The Cancer Imaging Archive (TCIA) houses information on completed trials including clinical information, pathomics, imaging, and radiation therapy objects. TCIA has tools to permit research integrating all elements of data used for patient care and clinical trials. Investigators can apply established and novel tools for analysis including applications for the development of artificial intelligence to repurpose the data and ask questions not previously recognized during the conduct of the trial. The archive is rich and complete. The archives house all relevant information that can be rapidly retrieved for evaluation. Moving forward, TCIA will place enhanced emphasis on acquisition of radiation oncology objects including imaging used for target definition and outcome imaging for evaluation. With radiation therapy technology including theranostics rapidly moving forward, we need to accept the responsibility of making certain we collect and analyze all information to validate outcome and learn to appropriately apply our tools for patient care. If we do not collect all the relevant pathomic and radiomic information, we risk replicating our mistakes of the past and reach invalid conclusions as we have done far too often in previous trials as discussed. If we are to gain the most information from each trial, the trial must be conducted in a comprehensive manner with data transparency and sound acquisition processes to generate outcome analysis that can be trusted (38, 39).

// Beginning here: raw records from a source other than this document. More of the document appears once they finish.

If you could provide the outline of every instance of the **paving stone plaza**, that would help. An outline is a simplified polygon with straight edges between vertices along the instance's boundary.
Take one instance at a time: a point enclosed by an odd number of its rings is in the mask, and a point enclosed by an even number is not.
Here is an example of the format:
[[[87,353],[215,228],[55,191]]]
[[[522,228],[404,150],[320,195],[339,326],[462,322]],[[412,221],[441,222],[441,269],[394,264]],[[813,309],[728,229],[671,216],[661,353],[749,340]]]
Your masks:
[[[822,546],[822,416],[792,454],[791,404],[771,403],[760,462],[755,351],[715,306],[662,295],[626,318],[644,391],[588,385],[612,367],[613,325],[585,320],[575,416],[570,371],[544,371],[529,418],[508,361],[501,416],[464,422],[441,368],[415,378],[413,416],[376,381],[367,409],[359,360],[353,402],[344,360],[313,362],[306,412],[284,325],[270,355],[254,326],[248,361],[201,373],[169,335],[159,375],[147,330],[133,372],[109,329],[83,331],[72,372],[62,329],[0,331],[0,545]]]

Artificial intelligence models require validated and complete databases to develop strong algorithms which can serve as predictive indices for outcome. We will need artificial intelligence programs in all facets of our clinical, planning and research effort moving forward. The more complete the datasets used to build the models for artificial intelligence development, the more useful the models will be in clinical and academic practice. The challenge is to make this information available as quickly as possible to investigators. Although the data should naturally flow to an informatics platform that can be queried by investigators in near real time, the challenge remains that each group has the responsibility of data management and data protection, therefore data transfer to different programs requires approvals and integration of data flow processes between the centers of data acquisition for the information to be used and re-purposed in a meaningful manner. The databases have to be structured with a self-renewal process as images acquired more than a decade ago may or may not be relevant to a modern question as imaging platforms mature and diversify. Housing the information in the informatics library is important and the information must be curated to maintain relevance.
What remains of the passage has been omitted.